Joe rested the long wooden staff in the crook of his arm and lit his pipe, before removing his flat cap and scratching his head. He was not a man that could be described by any manner or means as having a fanciful nature, but something in the very air felt wrong. The only way he could think to describe it was the way the air felt just before a major thunderstorm. The clouds sinking over the peaks of the surrounding hills looked dark and menacing, and he knew that before long the rain would come. But whatever was wrong, Joe had a strong feeling that it had nothing to do with atmospheric conditions, no, there was definitely something else at play here. He placed the pipe back in the pocket of his waxed coat and called softly to the dog to follow him. The promised rain had begun to make its way down the slopes of the hill, they needed to move fast now or be drenched before they got home.

The shortest route back to the cottage took man and dog up the side of a steep valley, below them in a small stand of stunted trees some of his sheep huddled together. He had noticed that even the animals appeared disturbed by something; he stopped walking and watched Rusty, she was standing stock still on the trail ahead of him. Her tail between her legs she crouched with head low whimpering softly, he followed her gaze even though he had a good idea what she was looking at. On the far side of the valley halfway up the hill an outcrop of rocks stuck out, the sight of them always left him slightly disturbed. The old bitch hated and feared those rocks, ever since she had followed a hare into an opening below the biggest one. The thought of that day still left him cold; he was convinced he had lost his beloved Rusty on that day.
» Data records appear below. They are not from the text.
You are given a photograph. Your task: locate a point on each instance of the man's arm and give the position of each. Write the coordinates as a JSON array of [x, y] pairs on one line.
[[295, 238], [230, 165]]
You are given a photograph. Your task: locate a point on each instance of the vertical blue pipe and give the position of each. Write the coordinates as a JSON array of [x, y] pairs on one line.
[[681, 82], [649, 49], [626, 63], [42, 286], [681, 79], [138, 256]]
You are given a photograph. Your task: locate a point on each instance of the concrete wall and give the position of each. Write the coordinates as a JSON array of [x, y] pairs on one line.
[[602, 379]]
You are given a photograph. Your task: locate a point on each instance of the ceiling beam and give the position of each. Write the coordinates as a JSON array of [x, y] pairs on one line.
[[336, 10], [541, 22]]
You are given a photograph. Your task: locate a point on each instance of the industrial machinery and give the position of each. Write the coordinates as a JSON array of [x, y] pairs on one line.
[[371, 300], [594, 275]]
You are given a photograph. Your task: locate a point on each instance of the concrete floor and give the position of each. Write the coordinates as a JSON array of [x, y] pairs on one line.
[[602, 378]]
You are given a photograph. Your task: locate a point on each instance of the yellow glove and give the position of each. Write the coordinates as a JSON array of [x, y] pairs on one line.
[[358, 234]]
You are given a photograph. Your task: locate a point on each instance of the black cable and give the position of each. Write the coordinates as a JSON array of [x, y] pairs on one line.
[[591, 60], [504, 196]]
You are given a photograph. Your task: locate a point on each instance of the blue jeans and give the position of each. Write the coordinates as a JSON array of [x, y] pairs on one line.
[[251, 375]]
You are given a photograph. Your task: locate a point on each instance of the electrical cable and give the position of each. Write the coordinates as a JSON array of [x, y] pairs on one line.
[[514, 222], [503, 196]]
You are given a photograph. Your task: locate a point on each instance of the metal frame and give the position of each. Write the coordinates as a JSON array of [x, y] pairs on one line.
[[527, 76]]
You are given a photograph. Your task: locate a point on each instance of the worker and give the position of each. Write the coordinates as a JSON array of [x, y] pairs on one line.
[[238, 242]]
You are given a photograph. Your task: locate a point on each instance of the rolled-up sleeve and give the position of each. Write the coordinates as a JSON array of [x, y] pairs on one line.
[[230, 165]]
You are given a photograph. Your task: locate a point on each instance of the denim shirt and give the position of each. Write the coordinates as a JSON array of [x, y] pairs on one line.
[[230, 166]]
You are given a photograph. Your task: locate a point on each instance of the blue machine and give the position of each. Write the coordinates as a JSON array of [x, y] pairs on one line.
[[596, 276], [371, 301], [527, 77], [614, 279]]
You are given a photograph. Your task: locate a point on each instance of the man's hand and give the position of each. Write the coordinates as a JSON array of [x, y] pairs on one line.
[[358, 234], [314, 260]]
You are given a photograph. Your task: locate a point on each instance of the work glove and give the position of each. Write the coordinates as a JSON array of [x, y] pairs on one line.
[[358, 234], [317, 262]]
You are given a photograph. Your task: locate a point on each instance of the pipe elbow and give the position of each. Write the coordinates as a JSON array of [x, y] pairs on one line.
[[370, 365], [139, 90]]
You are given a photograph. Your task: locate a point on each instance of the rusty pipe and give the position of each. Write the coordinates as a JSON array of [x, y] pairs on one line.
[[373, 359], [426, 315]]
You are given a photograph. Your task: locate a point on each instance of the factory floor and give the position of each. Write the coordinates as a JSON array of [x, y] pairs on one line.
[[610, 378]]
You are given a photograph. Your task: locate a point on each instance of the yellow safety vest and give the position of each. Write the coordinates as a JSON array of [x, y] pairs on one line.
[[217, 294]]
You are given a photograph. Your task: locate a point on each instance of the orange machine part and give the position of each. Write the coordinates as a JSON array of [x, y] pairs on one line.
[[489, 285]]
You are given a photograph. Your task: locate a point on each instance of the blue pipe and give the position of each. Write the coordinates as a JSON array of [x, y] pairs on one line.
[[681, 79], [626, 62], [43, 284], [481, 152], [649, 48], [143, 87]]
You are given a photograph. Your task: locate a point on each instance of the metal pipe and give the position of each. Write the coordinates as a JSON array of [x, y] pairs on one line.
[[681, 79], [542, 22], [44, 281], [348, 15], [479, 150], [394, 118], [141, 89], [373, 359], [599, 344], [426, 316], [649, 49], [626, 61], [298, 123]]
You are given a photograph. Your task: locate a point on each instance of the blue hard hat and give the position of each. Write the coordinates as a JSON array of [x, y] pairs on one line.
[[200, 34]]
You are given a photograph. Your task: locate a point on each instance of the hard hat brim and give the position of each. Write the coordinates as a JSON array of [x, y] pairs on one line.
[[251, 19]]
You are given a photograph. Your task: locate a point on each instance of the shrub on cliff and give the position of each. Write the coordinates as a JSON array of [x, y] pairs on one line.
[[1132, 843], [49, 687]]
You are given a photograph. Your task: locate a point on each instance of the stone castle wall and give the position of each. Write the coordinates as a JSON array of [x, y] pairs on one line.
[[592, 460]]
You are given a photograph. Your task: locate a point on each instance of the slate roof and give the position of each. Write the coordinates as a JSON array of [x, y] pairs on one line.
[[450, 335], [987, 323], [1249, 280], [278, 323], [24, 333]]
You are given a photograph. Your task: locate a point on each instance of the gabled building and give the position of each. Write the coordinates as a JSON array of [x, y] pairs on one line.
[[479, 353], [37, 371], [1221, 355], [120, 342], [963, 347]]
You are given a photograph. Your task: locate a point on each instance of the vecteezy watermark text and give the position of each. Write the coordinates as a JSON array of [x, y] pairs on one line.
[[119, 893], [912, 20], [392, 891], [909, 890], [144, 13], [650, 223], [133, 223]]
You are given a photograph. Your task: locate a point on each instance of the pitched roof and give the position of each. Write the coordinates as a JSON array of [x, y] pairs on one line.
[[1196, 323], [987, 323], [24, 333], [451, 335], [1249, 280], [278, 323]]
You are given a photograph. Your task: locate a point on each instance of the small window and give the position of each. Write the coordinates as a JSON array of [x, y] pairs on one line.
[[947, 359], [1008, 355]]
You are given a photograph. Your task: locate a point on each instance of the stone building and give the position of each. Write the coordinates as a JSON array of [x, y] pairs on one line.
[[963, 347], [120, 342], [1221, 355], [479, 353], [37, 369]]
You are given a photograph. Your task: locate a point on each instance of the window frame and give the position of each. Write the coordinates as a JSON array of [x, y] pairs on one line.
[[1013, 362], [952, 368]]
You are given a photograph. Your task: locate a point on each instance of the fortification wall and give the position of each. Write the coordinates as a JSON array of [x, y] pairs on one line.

It was one of those pet days between autumn and winter, the sun felt warm on his back and he carried his coat thrown over his shoulder. Rusty was younger back then and still had a share of youthful skittishness about her, he could scarcely keep her under control as she bounded to and fro following the scent of whatever animals had crossed the trail before them. They had just passed the stand of stunted trees when the dog picked up the scent of the hare, off she flew in pursuit and a hare broke from some undergrowth ahead. He stood watching her with no small amount of amusement, the young dog was about to learn a valuable lesson, that it was highly unlikely she would ever capture a healthy hare. He watched her race over and back as the wild animal darted this way and that, she would be long exhausted before she got anywhere near the Wiley hare. Before long the hare disappeared from sight leaving the dog walking in circles sniffing the ground.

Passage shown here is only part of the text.